The EU parliaments lack of legitimacy stems from the impossibility of being both representative and accountable to a europe which has no common Demos, i.e. a people who have a shared social and cultural history.
The crucial feature of indirect democracy is the perception of representation, the collective trust in shared aims and expectations that allows the people to put their destiny in the hands of another, safe in the knowledge that even if ‘their’ man doesn’t get the job then the other guy will still be looking after their best interests.
The manner in which this trust is built is the knowledge that you and ‘he’ have a history of cooperation, and that your respective families likewise have a shared social and cultural history of cooperation, all of which allows you to trust that when adversity strikes ‘he’ will act in a predictable and acceptable way.
A nation-state is effectively a collective agreement that a people are a family, who have sufficient trust in each other to accept indirect governance from representatives of the prevailing will of a majority, it is also a collective agreement to work together for the benefit of the whole rather than the individual. In short it is a marriage which results in a transfer union.
The EU does not have this, therefore it cannot be both representative and accountable, thus it has no legitimacy.
“In many countries where we govern – like here in the UK – the opinion polls hardly look good.”
Without wanting to project the problems of UK liberals onto their continental brethren, the above situation in britain is most certainly related to the Lib-Dem’s inability to seek a broad representative mandate due to its allergic reaction to anything that smacks of a popular position.
Congratulations to Graham on his election. As Confucious might have said, he takes on the job in “interesting times” so a few comments are in order.
Upholding the rule of law. Well yes, it would be nice. As in respecting the votes of smaller countries like Ireland and Denmark that have had the temerity to vote against treaty changes and been asked to vote again to get the “right” answer. Or supporting a promised UK referendum on the new
constitutiontreaty. Or in resisting the current vogue for appointing “technocrats” (read agents for the banking interests) to run countries and force through austerity against all calims of natural justice – which would suggest that badly run (and too often corrupt) businesses should fail.European integration … for regaining control over our destinies.
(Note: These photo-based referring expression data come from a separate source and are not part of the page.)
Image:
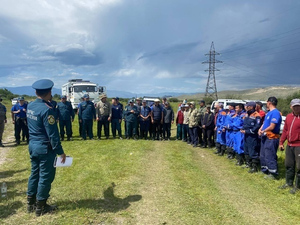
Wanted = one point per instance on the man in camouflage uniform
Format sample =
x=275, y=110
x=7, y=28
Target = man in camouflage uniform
x=103, y=114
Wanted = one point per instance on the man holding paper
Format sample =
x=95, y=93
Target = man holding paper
x=44, y=145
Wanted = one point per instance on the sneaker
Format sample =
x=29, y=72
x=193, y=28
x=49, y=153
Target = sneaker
x=285, y=186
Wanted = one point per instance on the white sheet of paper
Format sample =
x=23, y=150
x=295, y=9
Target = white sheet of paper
x=68, y=162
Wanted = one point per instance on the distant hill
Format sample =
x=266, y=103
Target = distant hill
x=28, y=90
x=256, y=93
x=251, y=94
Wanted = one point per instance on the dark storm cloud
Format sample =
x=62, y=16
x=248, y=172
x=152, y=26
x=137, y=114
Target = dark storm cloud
x=78, y=57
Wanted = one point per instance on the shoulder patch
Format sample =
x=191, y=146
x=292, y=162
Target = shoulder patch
x=51, y=120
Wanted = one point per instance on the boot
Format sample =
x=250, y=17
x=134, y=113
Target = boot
x=297, y=185
x=254, y=167
x=248, y=163
x=223, y=148
x=42, y=208
x=31, y=204
x=218, y=146
x=240, y=158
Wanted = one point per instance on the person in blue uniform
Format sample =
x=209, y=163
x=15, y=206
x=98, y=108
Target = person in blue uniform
x=131, y=113
x=116, y=117
x=238, y=136
x=19, y=119
x=3, y=120
x=252, y=123
x=145, y=116
x=66, y=116
x=86, y=115
x=269, y=133
x=44, y=145
x=229, y=132
x=54, y=104
x=221, y=135
x=157, y=117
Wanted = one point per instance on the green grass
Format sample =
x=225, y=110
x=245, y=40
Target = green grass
x=146, y=182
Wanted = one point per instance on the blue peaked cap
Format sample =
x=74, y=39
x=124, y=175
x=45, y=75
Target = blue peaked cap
x=43, y=84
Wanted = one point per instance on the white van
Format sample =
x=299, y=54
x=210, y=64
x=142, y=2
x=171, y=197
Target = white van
x=226, y=102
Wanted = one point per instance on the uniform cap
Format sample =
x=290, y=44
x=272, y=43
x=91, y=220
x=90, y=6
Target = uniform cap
x=103, y=96
x=272, y=100
x=252, y=104
x=43, y=84
x=295, y=102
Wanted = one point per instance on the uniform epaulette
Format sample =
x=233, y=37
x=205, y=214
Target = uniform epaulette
x=255, y=114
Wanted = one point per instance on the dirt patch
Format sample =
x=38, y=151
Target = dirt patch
x=8, y=142
x=235, y=191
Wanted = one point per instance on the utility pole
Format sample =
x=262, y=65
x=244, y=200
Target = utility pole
x=211, y=88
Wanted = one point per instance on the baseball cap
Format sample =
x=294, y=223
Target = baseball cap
x=252, y=104
x=295, y=102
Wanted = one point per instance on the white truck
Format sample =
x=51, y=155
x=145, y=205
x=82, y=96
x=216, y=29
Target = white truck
x=76, y=88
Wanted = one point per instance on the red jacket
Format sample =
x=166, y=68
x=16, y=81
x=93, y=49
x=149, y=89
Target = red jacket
x=180, y=116
x=291, y=130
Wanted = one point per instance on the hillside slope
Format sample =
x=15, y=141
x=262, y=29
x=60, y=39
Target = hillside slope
x=256, y=93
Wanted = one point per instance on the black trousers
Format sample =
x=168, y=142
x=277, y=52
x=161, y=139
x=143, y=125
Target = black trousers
x=156, y=129
x=167, y=130
x=21, y=125
x=292, y=164
x=103, y=123
x=208, y=137
x=200, y=135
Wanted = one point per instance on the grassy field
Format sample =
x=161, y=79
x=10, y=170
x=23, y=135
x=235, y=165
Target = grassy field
x=146, y=182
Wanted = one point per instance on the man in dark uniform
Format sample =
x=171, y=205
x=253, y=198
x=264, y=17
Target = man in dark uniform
x=86, y=114
x=144, y=120
x=3, y=120
x=103, y=115
x=19, y=119
x=269, y=133
x=208, y=127
x=66, y=116
x=44, y=145
x=131, y=113
x=252, y=123
x=54, y=104
x=116, y=117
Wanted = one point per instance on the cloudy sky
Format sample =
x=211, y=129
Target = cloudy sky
x=149, y=46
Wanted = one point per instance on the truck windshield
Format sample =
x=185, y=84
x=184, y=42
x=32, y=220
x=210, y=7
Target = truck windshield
x=84, y=88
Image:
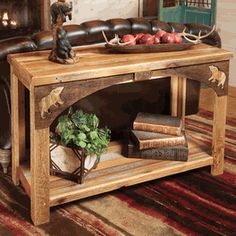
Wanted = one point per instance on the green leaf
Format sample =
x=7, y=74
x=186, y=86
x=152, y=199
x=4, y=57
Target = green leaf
x=82, y=144
x=82, y=136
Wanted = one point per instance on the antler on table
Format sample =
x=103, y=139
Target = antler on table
x=116, y=40
x=197, y=38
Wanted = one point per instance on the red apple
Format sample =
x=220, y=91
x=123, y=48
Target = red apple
x=147, y=39
x=129, y=38
x=168, y=38
x=157, y=40
x=177, y=37
x=160, y=34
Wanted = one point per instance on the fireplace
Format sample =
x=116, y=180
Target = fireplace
x=19, y=17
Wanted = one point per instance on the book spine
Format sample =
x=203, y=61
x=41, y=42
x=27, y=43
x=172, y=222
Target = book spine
x=174, y=154
x=161, y=142
x=157, y=128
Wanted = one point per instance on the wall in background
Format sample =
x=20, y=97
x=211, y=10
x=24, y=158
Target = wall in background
x=85, y=10
x=226, y=18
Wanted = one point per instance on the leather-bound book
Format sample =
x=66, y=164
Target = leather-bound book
x=157, y=123
x=145, y=139
x=173, y=153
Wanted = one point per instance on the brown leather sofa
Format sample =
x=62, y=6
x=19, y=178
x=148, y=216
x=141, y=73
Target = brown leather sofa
x=116, y=106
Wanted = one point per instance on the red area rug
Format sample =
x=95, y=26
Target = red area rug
x=191, y=203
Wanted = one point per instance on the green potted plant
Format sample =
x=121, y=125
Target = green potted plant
x=81, y=133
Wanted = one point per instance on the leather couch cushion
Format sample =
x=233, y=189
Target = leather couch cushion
x=76, y=34
x=140, y=25
x=160, y=25
x=43, y=40
x=94, y=29
x=15, y=45
x=119, y=26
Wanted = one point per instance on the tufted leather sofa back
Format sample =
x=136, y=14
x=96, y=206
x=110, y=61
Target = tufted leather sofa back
x=90, y=32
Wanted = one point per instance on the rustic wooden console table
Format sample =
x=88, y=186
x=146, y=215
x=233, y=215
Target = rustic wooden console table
x=57, y=87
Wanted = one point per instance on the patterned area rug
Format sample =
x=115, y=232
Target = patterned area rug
x=191, y=203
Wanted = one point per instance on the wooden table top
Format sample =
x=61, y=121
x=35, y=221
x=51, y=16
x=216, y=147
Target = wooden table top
x=35, y=69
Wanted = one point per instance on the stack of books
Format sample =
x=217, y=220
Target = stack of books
x=156, y=136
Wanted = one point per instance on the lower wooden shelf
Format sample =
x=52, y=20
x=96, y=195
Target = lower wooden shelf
x=116, y=171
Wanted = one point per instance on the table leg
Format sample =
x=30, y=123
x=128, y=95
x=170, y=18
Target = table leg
x=17, y=125
x=178, y=97
x=174, y=95
x=182, y=99
x=218, y=139
x=39, y=168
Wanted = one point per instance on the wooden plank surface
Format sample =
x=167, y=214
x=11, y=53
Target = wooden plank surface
x=98, y=62
x=118, y=171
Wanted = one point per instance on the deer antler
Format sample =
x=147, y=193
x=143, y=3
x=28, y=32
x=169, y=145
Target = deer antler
x=197, y=39
x=116, y=40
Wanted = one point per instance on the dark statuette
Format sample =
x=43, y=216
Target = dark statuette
x=62, y=51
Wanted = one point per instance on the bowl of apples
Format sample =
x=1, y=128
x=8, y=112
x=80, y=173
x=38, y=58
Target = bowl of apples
x=162, y=41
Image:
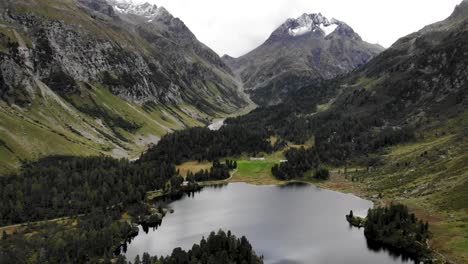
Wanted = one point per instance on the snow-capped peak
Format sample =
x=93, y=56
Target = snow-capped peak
x=310, y=23
x=138, y=8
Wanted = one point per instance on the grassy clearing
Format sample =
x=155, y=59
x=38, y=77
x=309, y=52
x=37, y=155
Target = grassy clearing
x=254, y=172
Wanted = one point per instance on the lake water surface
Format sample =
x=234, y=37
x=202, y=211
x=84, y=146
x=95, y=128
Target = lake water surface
x=287, y=225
Given the democratic deficit this just doesn’t happen. What we are actually achieving is handing control to bureaucrats and insiders which is not the same thing at all yet the response from the EU establishment is to push on regardless. As for liberals being at the forefront [of responding to various challenges] my local MEP at the last election stayed mainly with local government issues; does the Lib Dem group really have nothing interesting or useful to say on Europe?
We can learn from Obama’s campaign Err, would that be to glibly promise change but once safely elected ignore the popular will and serve only the corporate paymasters despite the fact that many are clearly guilty of epic fraud?
We must push for the election of at least some MEPs from supranational, pan-European lists. This is one of the worst ideas I have ever heard. Even with lists drawn up at regional level, the election is determined by the party establishment to an unhealthy degree. Count me out.
The CAP. The post is strangely silent on this. How about a campaign to end the arrangement whereby poor people are taxed to pay subsidies to large landowers. With the establishment in a bit of bother right now this could be the perfect time to demand that responsibility for and funding of agriculatural support is repatriated for countries to handle as they wish. With the free market in place ongoing support could not in practice take the form of price subsidies (or it would suck in imports seeking to benefit from it). Other arrangements would be so much more transparent – like per capita payments.
I wonder why the opinion polls hardly look good.